In this play the deceived husband dies of grief, but Eubella, who had earlier resisted the lustful duke, is solaced after the death of her betrothed by a promise of marriage from the duke himself. Both "The Politician" and "The Duke's Mistress," a tragedy along hackneyed lines, end with reward for the virtuous and punishment only for the vicious. Such application of poetic justice had been earlier expounded by Ben Jonson in defense of the punishments inflicted in his comedy, "Volpone." The applications of the doctrine in Shirley and Massinger were, however, probably due not so much to theoretical criticism as to the popular preference for the restriction of the catastrophe to the bad, a preference recorded by Aristotle and evidently shared by a generation in which romantic tragicomedy was the most popular dramatic form.
Shirley's tragic masterpieces, however, offered no alleviation of horror and bloodshed. "The Traitor" and "The Cardinal" are plays of revenge, lust, intrigue, and villany, in which all the accretions of this kind of tragedy from Kyd and Marlowe down to Webster and Massinger seem to be represented. The villains are as black as Barabas and as crafty as those of Webster; plots are as intricately entangled with counterplots as in Tourneur; and surprises follow as rapidly as in Fletcher. The corpse kissed by the repentant duke is again presented; there is attempted rape and assumed madness; in each play a bridegroom is murdered as he takes his place in the wedding procession; and in each revenge strews the final scene with the dead. But the old motives still had power to convey poetic inspiration, and the examples of all his predecessors summoned Shirley to his best efforts. Perhaps in no other plays does he so constantly recall their work; certainly in no others do the poetic quality of his language, the vigorous delineation of character, and the dramatic depiction of passion so worthily maintain what were even for men of his day the great traditions of English tragedy.
Tragedies by minor writers during the years from 1620 to 1642 offer little that is distinctive. Occasionally, as in the anonymous "Nero" of 1624, we have a play spontaneous in phrase and lifelike in characterization, worthy of the best days of the drama; but in the main the plays only repeat what is to be found in Massinger, Ford, and Shirley. In spite of the vogue of tragicomedy, tragedy was by no means neglected, nearly fifty tragedies being preserved from the twenty years, in addition to those by the authors mentioned. These include several by Suckling, Glapthorne's pastoral tragedy, "Argalus and Parthenia," and his worthless "Wallenstein," May's plays on classical history, and others by Killigrew, Davenant, Carlell, Heming, Davenport, and less known men.
The large majority conform to the later type of revenge play as exemplified in Massinger and Shirley.
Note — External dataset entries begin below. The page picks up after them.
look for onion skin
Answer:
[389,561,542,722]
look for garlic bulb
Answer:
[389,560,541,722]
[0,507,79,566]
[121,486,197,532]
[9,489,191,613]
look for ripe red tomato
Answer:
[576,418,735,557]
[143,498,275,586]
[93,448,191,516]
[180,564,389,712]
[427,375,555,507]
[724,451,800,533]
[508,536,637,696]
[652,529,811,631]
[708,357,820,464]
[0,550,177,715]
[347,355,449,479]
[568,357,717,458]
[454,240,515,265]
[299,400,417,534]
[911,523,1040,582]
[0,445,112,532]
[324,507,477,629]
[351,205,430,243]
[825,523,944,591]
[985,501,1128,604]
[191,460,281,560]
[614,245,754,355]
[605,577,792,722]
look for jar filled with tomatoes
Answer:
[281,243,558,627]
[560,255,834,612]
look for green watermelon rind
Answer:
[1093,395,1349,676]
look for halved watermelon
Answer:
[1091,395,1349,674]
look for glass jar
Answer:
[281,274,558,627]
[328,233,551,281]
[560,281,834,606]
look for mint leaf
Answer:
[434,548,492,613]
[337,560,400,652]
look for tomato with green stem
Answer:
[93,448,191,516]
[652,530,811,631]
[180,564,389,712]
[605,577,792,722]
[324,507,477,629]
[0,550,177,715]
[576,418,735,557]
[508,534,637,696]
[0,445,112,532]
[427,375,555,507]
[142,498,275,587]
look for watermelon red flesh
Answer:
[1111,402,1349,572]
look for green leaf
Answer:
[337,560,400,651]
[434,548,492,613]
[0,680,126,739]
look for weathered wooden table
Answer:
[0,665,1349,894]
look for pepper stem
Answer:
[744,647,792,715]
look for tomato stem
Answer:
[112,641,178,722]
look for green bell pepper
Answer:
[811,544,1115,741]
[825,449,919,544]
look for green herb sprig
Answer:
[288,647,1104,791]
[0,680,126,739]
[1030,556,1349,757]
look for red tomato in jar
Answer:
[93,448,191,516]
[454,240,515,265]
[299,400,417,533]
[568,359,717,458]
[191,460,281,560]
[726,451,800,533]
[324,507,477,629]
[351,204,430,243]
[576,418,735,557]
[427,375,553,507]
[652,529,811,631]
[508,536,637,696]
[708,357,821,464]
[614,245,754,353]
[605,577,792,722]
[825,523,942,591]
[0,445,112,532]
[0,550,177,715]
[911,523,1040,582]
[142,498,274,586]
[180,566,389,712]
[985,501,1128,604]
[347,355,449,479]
Sometimes the romantic love element supersedes the intrigue and horrors, but oftener the horrors have full sway. A double plot, usually with an elaborate surprise in the fifth act, revolves about lust and revenge with some attention to untarnished honor and unconquered chastity. The lustful duke and his intriguing favorite, or the tyrannical usurper and the rightful prince alternate at the centre of the stage along with the evil woman, perhaps a Lady Potiphar, and a distressed maiden, likely to be disguised as a boy. Madness is frequently represented, eyes are plucked out, brains dashed upon the stage, and many of the old horrors reproduced, but ghosts rarely appear. The action consists largely of adultery, seduction, and rape; and these are represented with a horrid detail that rivals Marston. When chastity is preserved it is often by a device similar to that used in "Measure for Measure," although occasionally there is an exchange of men instead of women. Tragedy is for the most part confined to stories of crime. The monstrous politicians and libertines differ from their sixteenth century predecessors chiefly in the greater ingenuity and complexity of their intrigue, their subordination of ambition or other motives to those of love or lust, and in the prosaic flatness of their blank verse.
Often there are manifest borrowings, and occasionally a dramatist evidently strove to include everything that had ever been known on the tragic stage. "The Rebellion," by Thomas Rawlins, presents Machiavel, a villain, whose soliloquies might be burlesques on Barabas and Richard III, two mad scenes, a nurse from "Romeo and Juliet," a Moor, who is another villain, attempted rape, and frequent bursts of poetry:—
"The lazy moon has scarcely trimm'd herself
To entertain the sun; she still retains
The slimy tincture of the banish'd night."
On the other hand, the usual type of tragedy, with reminiscences of Shakespeare and Fletcher, sometimes shows a genuine poetic gift, as notably in Lord Falkland's "The Marriage Night." The most marked trait, however, of these minor tragedies is their eagerness to out-Herod Herod and to make good their weakness in dramatic truth by means of stage horrors or rant. "The Valiant Scot," a tragedy dealing with the career of Wallace, represents the cutting out of the tongue of one English ambassador and the putting out of the eyes of another. In "Mirza" the protagonist kills his seven-year-old daughter,—"Takes Fatima by the neck, breaks it, and swings her about." The taste for atrocities seems to have been most highly developed at Oxford, where the students acted Goffe's outrageous plays and a Samuel Harding published "Sicily and Naples," a medley introducing revenge for a father, a maiden disguised as a boy, a villain-favorite, the Mariana device, and combining rape, murder, madness, and incest in a fashion not equaled since "Titus Andronicus."
Absurd plays of this sort were common enough from the days of "Cambyses," and cannot be fairly taken as evidences of the drama's decadence. Nor do the main differences that are apparent between tragedy after 1620 and that of the early or of the Shakespearean period point to decadence as unmistakably as critics are wont to assume. There is a waning of poetic power; blank verse descends to prose, and its flowers have a jaded air; but there is poetic imagination in Glapthorne as well as in Shirley, noble rhetoric in Massinger, and sheer poetry in Ford. The ethical tone has in general suffered deterioration. The moral insight of Shakespeare or even of Webster is not maintained; courtly and sophisticated ideals ring false; the language becomes gross; the vulgarities of the early plays are replaced by mawkish sentimentality or lewd suggestiveness. There seems to be increasing difficulty in presenting persons normally good. The reiteration of scenes of rape and seduction bespeak an unhealthy moral atmosphere. Yet tragedy, though at tunes perverse or forgetful, still clings to its moral standards. It still endeavors to expose and chastise sin and to incite to virtue.